Date: Mon, 18 Nov 1996 17:10:41 -0400 (AST)
Subject: Separated objects

Date: Mon, 18 Nov 1996 17:48:41 +0100 (MET)
From: Sebastiano Vigna <vigna@dotto.usr.dsi.unimi.it>

I need to find out what is known about the separated objects of an
elementary (or even Grothendieck) topos. Pointers to the relevant
literature would be immensely appreciated.

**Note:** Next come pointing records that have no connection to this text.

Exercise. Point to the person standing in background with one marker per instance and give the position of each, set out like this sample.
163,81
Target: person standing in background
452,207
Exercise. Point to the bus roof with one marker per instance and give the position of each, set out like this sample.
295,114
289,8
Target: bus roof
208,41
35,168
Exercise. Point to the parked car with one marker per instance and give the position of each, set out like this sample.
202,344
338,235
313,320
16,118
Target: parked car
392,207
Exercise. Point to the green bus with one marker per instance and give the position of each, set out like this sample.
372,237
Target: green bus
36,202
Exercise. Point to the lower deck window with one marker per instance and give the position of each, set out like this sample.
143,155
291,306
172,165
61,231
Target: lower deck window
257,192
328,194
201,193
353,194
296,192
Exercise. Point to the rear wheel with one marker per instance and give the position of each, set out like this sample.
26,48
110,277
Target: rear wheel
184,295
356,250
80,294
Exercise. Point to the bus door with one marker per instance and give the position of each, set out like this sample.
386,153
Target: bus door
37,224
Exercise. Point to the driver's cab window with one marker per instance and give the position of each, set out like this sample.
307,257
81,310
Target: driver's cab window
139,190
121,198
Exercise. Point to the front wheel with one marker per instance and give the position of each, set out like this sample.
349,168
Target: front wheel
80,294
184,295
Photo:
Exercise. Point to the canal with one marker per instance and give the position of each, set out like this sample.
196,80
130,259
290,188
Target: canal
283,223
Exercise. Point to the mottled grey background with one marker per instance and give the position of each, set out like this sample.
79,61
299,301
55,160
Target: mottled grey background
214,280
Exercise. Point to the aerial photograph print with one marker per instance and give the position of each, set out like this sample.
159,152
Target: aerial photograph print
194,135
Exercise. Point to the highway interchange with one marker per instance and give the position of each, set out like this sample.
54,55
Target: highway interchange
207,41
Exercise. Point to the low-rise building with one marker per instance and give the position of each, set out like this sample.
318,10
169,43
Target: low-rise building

                                                seba

Date: Tue, 19 Nov 1996 08:23:31 -0400 (AST)
Subject: Re: Separated objects

Date: Tue, 19 Nov 96 09:48 GMT
From: Dr. P.T. Johnstone <P.T.Johnstone@pmms.cam.ac.uk>

Assuming you mean the separated objects for a Lawvere--Tierney local
operator, what is known (and essentially all that is known) is that
they form a quasitopos. This result is due to me (rather to my
surprise): the first proof of it is in my paper "On a topological
topos" in Proc. London Math. Soc. 38 (1979), 237--271. There is a
lot more detail in Oswald Wyler's book "Lecture Notes on Topoi and
Quasitopoi" (World Scientific, 1991). It remains an open problem
(and a very hard one, I think) whether every quasitopos is
representable as the separated objects for some local operator on
a topos.

Peter Johnstone